Analytical approach of the transient Green's function solution for the linear three-dimensional wave-body interaction problem

This thesis considers the hydrodynamic solution of the linear wave interactions with a floating body at zero-speed conditions in a water body of infinite depth. The initial-boundary-value problem was linearized about the mean position of a body, and derived as a boundary integral equation for solving exterior velocity potential using Green's theorem and the impulsive Green's function in the time domain. In order to minimize time and errors in numerical evaluation, this thesis introduced the alternative solution of the time-domain free-surface Green's function based on the power series expansion method. The analytical forms in term of a power series were derived from the ordinary differential equation that were proven to be the solution of the original infinity integral of the time-domain free-surface Greens function. The purpose was to speed up the convergence of the summation of an infinite series in the numerical computation.
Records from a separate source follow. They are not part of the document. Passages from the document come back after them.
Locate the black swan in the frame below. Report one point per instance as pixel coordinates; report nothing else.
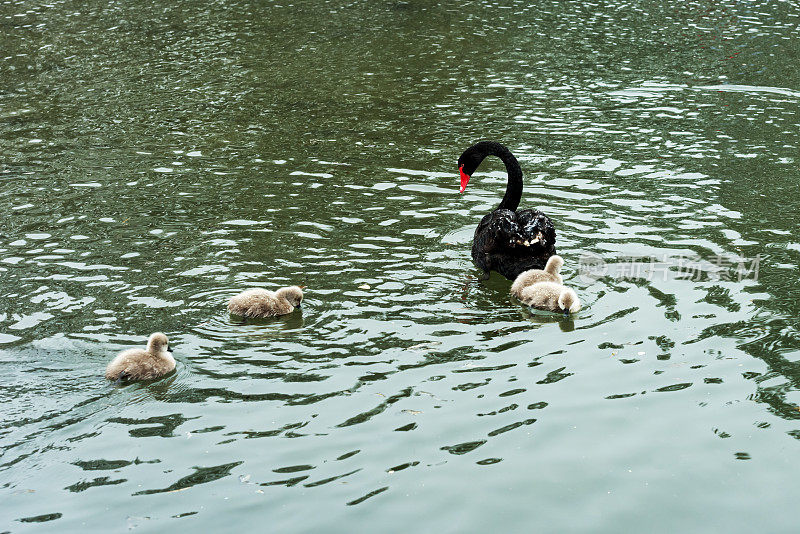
(506, 240)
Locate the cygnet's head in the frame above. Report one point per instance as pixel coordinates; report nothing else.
(568, 301)
(294, 294)
(158, 342)
(554, 264)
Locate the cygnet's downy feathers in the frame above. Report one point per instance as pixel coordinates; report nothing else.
(550, 296)
(259, 303)
(138, 364)
(550, 273)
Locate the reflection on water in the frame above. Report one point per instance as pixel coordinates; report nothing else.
(159, 159)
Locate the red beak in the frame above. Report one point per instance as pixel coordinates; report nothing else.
(464, 178)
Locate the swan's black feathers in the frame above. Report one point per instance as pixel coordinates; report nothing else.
(509, 241)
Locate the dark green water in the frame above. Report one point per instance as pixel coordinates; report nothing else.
(159, 157)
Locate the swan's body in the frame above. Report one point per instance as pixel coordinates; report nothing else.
(550, 273)
(260, 303)
(550, 296)
(506, 240)
(138, 364)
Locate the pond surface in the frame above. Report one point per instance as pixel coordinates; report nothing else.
(159, 157)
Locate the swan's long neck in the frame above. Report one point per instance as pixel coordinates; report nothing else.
(514, 188)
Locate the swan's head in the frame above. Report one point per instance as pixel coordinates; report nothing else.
(554, 264)
(157, 343)
(568, 301)
(294, 294)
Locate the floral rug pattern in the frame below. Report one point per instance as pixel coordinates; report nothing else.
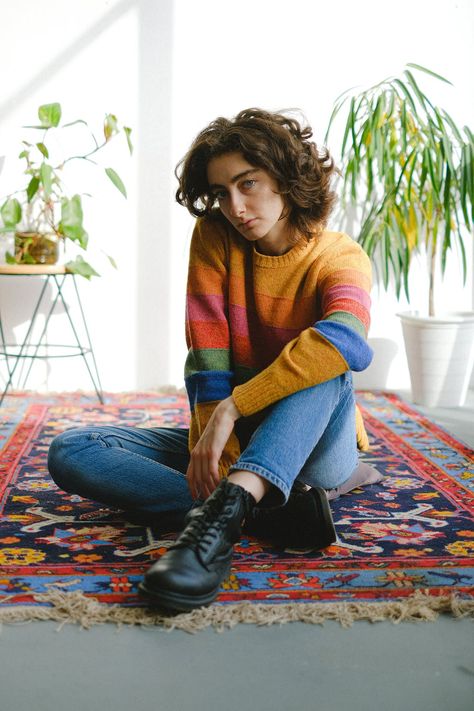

Based on the analytical form developed, it was possible to perform procedures that speed up the evaluation of convolution integral involved in the boundary integral equation. Moreover, the singularity integral of the Rankine source was regularized and a numerical scheme using global discretization technique for regularized boundary integral equation with Gaussian quadrature was proposed. Analytical surface as well as Non-Uniform Rational B-Splines (NURBS) surfaces were employed to represent the body surface mathematically. Computed impulse response function and hydrodynamic coefficients due to radiated waves for a floating sphere and ellipsoid were compared with published results. The comparison was reasonable for all cases.